A lack of finances and business skills are keeping younger dentists from owning their own practices, according to Robert Trager, DDS. 

New data from the American Dental Association's Health Policy Institute shows that ownership among private practice dentists continues to decrease, with only 72.5% of dentists in private practice owning offices in 2023.

Dr. Trager practices at JFK Airport in New York City. He recently spoke with Becker's about what could be driving this trend.

Editor's note: This response was lightly edited for clarity and length.

Question: Why do you think fewer dentists are owning practices?
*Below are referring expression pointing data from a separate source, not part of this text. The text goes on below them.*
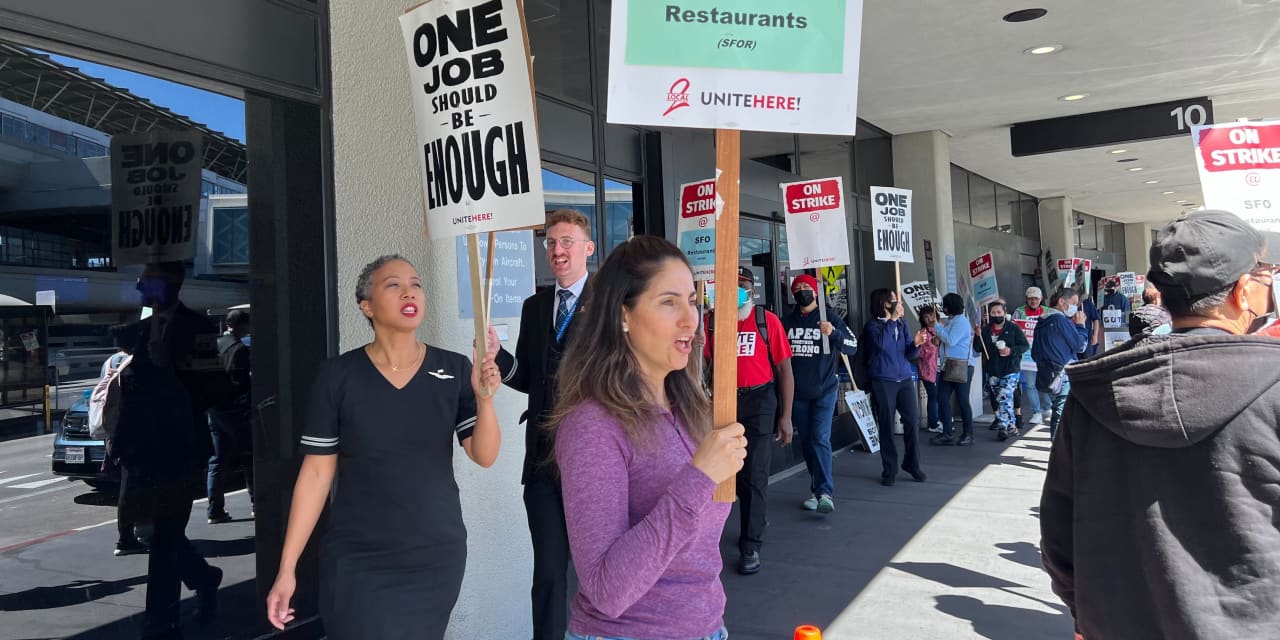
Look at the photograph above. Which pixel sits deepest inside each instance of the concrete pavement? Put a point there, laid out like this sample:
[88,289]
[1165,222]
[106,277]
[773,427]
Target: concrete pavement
[955,557]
Dr. Robert Trager: A solo practitioner has become a dinosaur. The newer and younger dentist, other than owing a large amount in student loans, does not have the finances and business acumen to buy out a dental practice. Because of technology and being pampered by their parents, dental school and society, many do not have the confidence and ability to navigate ownership. Many lack the management, financial, interpersonal relationships and marketing skills to own and run a dental practice. They do not seek mentorship from a prospective seller and have no idea of what the practice may look like in 10 or more years. Is there going to be gentrification, loss of businesses in the area, retirements or other situations that may arise? Is the practice going to veil itself as a Medicaid, HMO or insurance-based [practice] or fee for service?

To give an example, I had a young dentist whose father owns a dental laboratory and dental practice one floor above where he works along with other dentists … Just before contract signing, the father stated that his son got "cold feet." He didn't want the responsibility of running his own dental practice. This is a sad commentary of what the younger generation is displaying. Too much dependence on technology [and a] lack of confidence and self-esteem. Many solo practitioners are abandoning their practices and walking away. The DSOs are here to stay and will be growing unless there is a movement for concierge dentistry.